TAOCP 3.3.1 Exercise 24
For fixed $(p,q,r)$ with $p+q+r=1$, the exact distribution of $V$ is obtained by enumerating all triples $(Y_1,Y_2,Y_3)$ satisfying $Y_1+Y_2+Y_3=n$.
Section 3.3.1: General Test Procedures for Studying Random Data
Exercise 24. ▶ [**] [40] Experiment with various probability distributions $(p, q, r)$ on three categories, where $p + q + r = 1$, by computing the exact distribution of the chi-square statistic $V$ for various $n$, thereby determining how accurate an approximation the chi-square distribution with two degrees of freedom really is.
Verified: yes
Solve time: 2m29s
For fixed $(p,q,r)$ with $p+q+r=1$, the exact distribution of $V$ is obtained by enumerating all triples $(Y_1,Y_2,Y_3)$ satisfying $Y_1+Y_2+Y_3=n$. Each triple occurs with multinomial probability
$$ \Pr{Y_1=a,Y_2=b,Y_3=c} =\frac{n!}{a!,b!,c!}p^a q^b r^c, $$
and yields the chi-square statistic
$$ V=\frac{(a-np)^2}{np} +\frac{(b-nq)^2}{nq} +\frac{(c-nr)^2}{nr}. $$
By collecting equal values of $V$ and summing their probabilities, one obtains the exact distribution function and exact percentage points. Repeating this computation for several choices such as $(\tfrac13,\tfrac13,\tfrac13)$, $(\tfrac12,\tfrac13,\tfrac16)$, and highly unbalanced distributions such as $(0.8,0.15,0.05)$, with increasing values of $n$, permits direct comparison with the chi-square distribution having $\nu=2$ degrees of freedom.

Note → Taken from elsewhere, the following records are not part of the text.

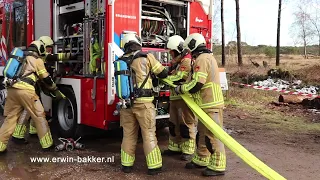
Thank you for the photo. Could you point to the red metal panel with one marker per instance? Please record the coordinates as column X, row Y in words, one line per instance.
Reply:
column 88, row 116
column 51, row 18
column 126, row 16
column 30, row 27
column 199, row 21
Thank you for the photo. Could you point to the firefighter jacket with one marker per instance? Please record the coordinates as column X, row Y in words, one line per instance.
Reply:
column 205, row 83
column 180, row 74
column 143, row 65
column 33, row 71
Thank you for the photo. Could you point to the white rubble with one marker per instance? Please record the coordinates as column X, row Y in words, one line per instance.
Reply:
column 286, row 85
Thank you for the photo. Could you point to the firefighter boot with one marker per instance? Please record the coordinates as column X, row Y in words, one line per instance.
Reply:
column 3, row 148
column 32, row 129
column 154, row 171
column 126, row 169
column 49, row 149
column 192, row 165
column 186, row 157
column 19, row 141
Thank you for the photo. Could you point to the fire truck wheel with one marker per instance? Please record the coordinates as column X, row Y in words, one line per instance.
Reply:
column 66, row 112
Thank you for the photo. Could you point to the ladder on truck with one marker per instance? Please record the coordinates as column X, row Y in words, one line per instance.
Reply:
column 94, row 28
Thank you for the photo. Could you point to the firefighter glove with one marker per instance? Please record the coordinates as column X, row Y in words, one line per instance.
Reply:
column 178, row 90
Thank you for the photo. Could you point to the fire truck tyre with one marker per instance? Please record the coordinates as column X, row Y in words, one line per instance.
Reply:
column 67, row 114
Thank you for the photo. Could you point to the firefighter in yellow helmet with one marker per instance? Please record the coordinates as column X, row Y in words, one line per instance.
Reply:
column 20, row 130
column 182, row 123
column 142, row 111
column 207, row 93
column 22, row 96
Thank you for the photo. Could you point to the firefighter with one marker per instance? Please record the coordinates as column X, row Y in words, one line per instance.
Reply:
column 22, row 95
column 182, row 123
column 19, row 132
column 207, row 93
column 18, row 135
column 142, row 111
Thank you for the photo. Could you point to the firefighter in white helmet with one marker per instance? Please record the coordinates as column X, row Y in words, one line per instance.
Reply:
column 142, row 111
column 20, row 130
column 207, row 93
column 22, row 96
column 182, row 123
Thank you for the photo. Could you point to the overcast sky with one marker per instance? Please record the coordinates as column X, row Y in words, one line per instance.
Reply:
column 258, row 19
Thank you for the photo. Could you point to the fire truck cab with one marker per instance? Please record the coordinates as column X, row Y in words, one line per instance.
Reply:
column 92, row 31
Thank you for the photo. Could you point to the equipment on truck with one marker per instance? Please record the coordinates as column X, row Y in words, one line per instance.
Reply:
column 90, row 33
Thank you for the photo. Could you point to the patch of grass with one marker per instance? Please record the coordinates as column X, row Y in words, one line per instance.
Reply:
column 254, row 102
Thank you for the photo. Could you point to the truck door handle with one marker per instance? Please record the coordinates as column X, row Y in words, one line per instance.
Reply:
column 70, row 7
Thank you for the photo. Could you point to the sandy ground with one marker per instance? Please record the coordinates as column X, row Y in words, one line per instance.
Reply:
column 292, row 155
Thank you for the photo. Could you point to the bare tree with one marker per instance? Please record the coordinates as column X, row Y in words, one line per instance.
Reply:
column 313, row 15
column 222, row 37
column 238, row 34
column 278, row 35
column 303, row 28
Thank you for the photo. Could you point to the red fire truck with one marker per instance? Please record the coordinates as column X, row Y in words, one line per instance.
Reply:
column 75, row 25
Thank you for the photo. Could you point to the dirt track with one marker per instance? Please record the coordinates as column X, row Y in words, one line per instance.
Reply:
column 292, row 157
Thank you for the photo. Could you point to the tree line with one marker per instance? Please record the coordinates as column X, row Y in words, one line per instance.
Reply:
column 305, row 28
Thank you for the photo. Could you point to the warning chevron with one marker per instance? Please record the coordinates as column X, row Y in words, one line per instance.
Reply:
column 277, row 89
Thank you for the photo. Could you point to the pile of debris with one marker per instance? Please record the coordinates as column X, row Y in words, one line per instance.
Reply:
column 295, row 85
column 307, row 102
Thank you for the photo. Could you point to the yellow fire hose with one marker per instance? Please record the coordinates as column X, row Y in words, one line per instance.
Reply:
column 226, row 139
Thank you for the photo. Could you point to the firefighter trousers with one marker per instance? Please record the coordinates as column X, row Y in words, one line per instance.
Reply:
column 17, row 101
column 182, row 128
column 140, row 115
column 210, row 150
column 21, row 127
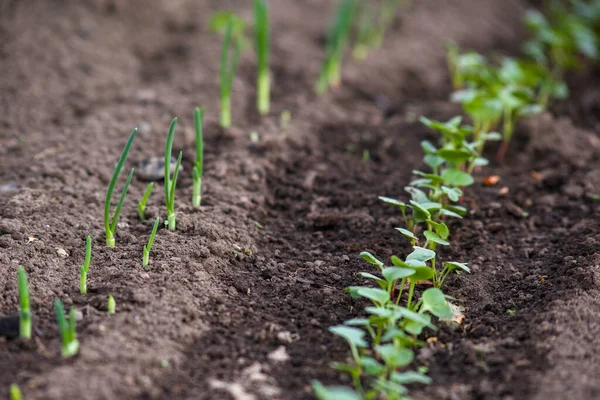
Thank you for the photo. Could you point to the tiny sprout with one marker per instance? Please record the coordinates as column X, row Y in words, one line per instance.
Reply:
column 24, row 311
column 70, row 344
column 170, row 184
column 148, row 247
column 199, row 164
column 110, row 225
column 15, row 392
column 86, row 266
column 112, row 305
column 142, row 203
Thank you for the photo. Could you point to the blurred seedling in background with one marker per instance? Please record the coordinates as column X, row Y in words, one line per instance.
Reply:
column 148, row 247
column 110, row 225
column 24, row 310
column 142, row 203
column 337, row 38
column 86, row 266
column 67, row 329
column 199, row 163
column 262, row 40
column 170, row 184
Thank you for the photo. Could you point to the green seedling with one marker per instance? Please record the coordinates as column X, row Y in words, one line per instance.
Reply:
column 70, row 344
column 148, row 247
column 262, row 39
column 86, row 266
column 227, row 72
column 142, row 203
column 337, row 37
column 112, row 305
column 110, row 225
column 199, row 164
column 24, row 310
column 170, row 184
column 15, row 392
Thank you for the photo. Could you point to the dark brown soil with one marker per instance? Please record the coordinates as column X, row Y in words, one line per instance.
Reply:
column 261, row 267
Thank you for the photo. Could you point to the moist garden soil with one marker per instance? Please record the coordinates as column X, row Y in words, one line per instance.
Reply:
column 237, row 302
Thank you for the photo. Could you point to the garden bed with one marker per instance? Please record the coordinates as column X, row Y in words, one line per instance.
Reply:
column 264, row 263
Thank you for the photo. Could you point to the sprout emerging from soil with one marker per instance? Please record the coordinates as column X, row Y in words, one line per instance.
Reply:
column 227, row 72
column 15, row 392
column 86, row 265
column 337, row 37
column 261, row 33
column 112, row 305
column 170, row 184
column 110, row 225
column 148, row 247
column 142, row 203
column 199, row 164
column 24, row 311
column 68, row 335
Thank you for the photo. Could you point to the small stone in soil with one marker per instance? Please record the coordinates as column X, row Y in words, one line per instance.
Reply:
column 153, row 168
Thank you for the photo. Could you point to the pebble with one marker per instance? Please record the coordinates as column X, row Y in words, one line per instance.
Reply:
column 153, row 168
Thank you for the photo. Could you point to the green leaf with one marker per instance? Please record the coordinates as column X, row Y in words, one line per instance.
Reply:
column 394, row 273
column 455, row 177
column 407, row 233
column 368, row 257
column 393, row 356
column 434, row 237
column 334, row 392
column 435, row 302
column 378, row 296
column 353, row 336
column 421, row 254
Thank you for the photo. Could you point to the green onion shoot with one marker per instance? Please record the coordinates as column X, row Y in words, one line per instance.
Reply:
column 337, row 37
column 110, row 225
column 199, row 164
column 261, row 32
column 70, row 344
column 142, row 203
column 171, row 183
column 227, row 73
column 86, row 265
column 24, row 311
column 148, row 247
column 112, row 305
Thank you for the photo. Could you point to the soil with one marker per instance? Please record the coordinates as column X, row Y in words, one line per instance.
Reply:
column 259, row 270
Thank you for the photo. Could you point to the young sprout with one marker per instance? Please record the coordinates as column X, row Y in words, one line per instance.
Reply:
column 337, row 38
column 148, row 247
column 70, row 344
column 171, row 183
column 86, row 265
column 227, row 73
column 142, row 203
column 15, row 392
column 112, row 305
column 24, row 311
column 261, row 32
column 199, row 164
column 110, row 225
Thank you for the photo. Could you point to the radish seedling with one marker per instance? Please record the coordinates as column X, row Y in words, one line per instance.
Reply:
column 227, row 72
column 261, row 33
column 112, row 305
column 142, row 203
column 86, row 266
column 170, row 184
column 148, row 247
column 110, row 225
column 199, row 164
column 70, row 344
column 24, row 310
column 337, row 37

The experiments show the same phenomenon discussed in the text for $\nu=1$: convergence to the limiting chi-square law is rather slow. When all expected frequencies $np$, $nq$, and $nr$ are comfortably larger than $5$, the approximation is usually adequate for rough significance testing, but noticeable discrepancies remain in the tails even for considerably larger $n$. The approximation is best when the probabilities are fairly balanced and deteriorates when one category has small probability, because the discreteness of the multinomial distribution remains significant. Thus the customary rule of thumb $np_s\ge5$ is sufficient only for coarse accuracy; substantially larger expected frequencies are needed when accurate tail probabilities are required. ∎